Cristóbal Campos kritisiert Michael Clark scharf wegen CMF-Sanktion

Der ehemalige Torhüter der Universidad de Chile, Cristóbal Campos, hat Michael Clark, Präsident von Azul Azul, scharf kritisiert, nachdem die Kommission für den Finanzmarkt eine Sanktion verhängt hat. Clark steht vor einer Strafe von 65.000 UF und einer fünfjährigen Unwürdigkeitsfrist, beharrt jedoch darauf, nicht zurückzutreten. Rektorin Rosa Devés äußerte Bedenken und sagte, sie würden die Vereinbarung mit Azul Azul überprüfen.

Die Kommission für den Finanzmarkt (CMF) hat die Direktoren von Sartor Administradora General de Fondos sanktioniert, einschließlich Michael Clark, Präsident von Azul Azul, der Aktiengesellschaft, die die Fußballaktivitäten der Universidad de Chile verwaltet. Clark wurde mit 65.000 UF, etwa 2,5 Milliarden Pesos, bestraft und vorübergehend für fünf Jahre von der Tätigkeit als Direktor oder leitender Angestellter in von der Verordnungsgesetz Nr. 3.538 von 1980 regulierten Einheiten ausgeschlossen.

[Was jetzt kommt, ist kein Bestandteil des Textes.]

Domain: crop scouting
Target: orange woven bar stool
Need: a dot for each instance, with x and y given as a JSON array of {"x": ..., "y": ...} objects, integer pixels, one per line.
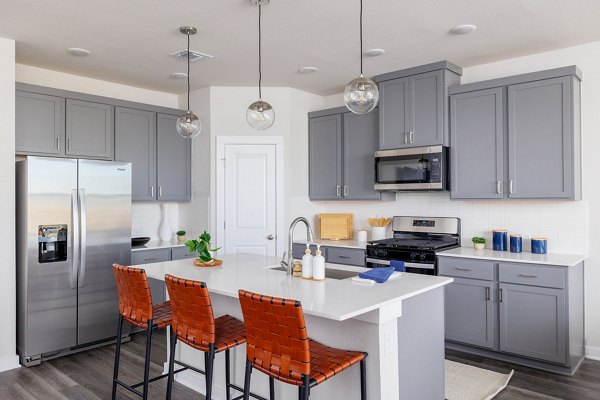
[
  {"x": 195, "y": 325},
  {"x": 135, "y": 307},
  {"x": 278, "y": 345}
]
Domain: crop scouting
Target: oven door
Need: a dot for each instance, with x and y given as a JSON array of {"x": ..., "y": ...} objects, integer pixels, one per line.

Clark reagierte, indem er erklärte, er werde nicht zurücktreten: „Ich bleibe Präsident der U. Wir werden in allen Instanzen Berufung einlegen. Wir werden Berufung einlegen, weil ich glaube, dass viele der Verteidigungen gegen die Vorwürfe nicht berücksichtigt wurden“, sagte er bei Radio Cooperativa.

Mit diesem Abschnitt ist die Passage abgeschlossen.